Clients can get notified when an object is taken offline by means of when:disconnected:
observers. Disconnected observers get triggered since the taking offline event is considered as a logical disconnection between two devices. However, once an object taken offline is removed from the export table, it cannot go online anymore. As a result, the disconnected and reconnected observers will be no longer trigger for that remote far reference.

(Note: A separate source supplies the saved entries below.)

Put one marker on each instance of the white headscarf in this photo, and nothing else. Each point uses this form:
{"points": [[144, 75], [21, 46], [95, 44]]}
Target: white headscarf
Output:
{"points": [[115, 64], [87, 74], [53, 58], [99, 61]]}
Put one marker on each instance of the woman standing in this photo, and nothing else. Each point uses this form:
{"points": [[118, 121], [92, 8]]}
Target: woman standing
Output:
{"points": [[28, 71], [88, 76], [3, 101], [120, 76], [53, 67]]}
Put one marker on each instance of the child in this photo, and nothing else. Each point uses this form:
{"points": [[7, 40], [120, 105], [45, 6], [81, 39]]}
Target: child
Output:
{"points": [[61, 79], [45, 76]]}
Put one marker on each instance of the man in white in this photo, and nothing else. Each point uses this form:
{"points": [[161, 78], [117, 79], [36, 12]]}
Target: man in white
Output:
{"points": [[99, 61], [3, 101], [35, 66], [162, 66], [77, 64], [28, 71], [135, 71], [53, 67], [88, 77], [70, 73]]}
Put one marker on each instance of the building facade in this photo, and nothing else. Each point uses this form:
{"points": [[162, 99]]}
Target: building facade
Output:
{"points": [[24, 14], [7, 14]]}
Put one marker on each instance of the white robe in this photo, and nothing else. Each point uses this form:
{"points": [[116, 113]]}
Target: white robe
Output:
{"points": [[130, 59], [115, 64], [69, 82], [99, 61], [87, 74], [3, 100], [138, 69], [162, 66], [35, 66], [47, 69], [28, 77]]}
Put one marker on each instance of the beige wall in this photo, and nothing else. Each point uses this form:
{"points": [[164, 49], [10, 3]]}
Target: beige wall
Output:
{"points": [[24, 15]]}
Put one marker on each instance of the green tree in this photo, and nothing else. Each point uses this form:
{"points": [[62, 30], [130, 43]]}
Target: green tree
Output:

Additionally, AmbientTalk provides dedicated takenOffline observers which get triggered only once when the object is taken offline. They are installed similarly to when:disconnected observers as follows:
when: messenger takenOffline: { system.println("Buddy offline: " + name); //clean certain resources associated to the buddy };
The construct takes as parameter a far reference and a block of code that is executed when the taken offline event is notified to the virtual machine. when:takenOffline
observers can be considered as a special kind of when:disconnected
observers which are triggered only in case of “logical” disconnection, but not in cases of network disconnections.
As previously mentioned, the takeOffline
primitive notifies connected virtual machines when taking an object offline. Since AmbientTalk 2.12, the primitive not only notifies remote virtual machines, but it also notifies the local virtual machine where the takeOffline
was executed so that if any inner actor has local far references to that object, it will also get notified. In other words, if an object is taken offline, all actors holding (local or remote) far references to it get notified.
These semantics is useful for unit test purposes. The unit testing framework shipped with AmbientTalk has support for asynchronous test invocations which can be used to perform concurrent or distributed unit tests. In fact, distributed unit tests are simulated by means of concurrency, i.e. using different actors in your unit test which make use of the network facilities. However, distributed unit tests cannot simulate network disconnections by means of network.offline
since the construct works at virtual machine level. In other words, network.offline
simulates a network disconnection of a complete virtual machine, but what those tests need is to simulate the disconnection of a particular actor inside the virtual machine where they are running.
By means of the takeOffline
primitive, the intra-actor access to an object can be cut (independently if the actor is located within the same virtual machine or in a remote one), enabling the simulation of the disconnection of an actor inside a virtual machine.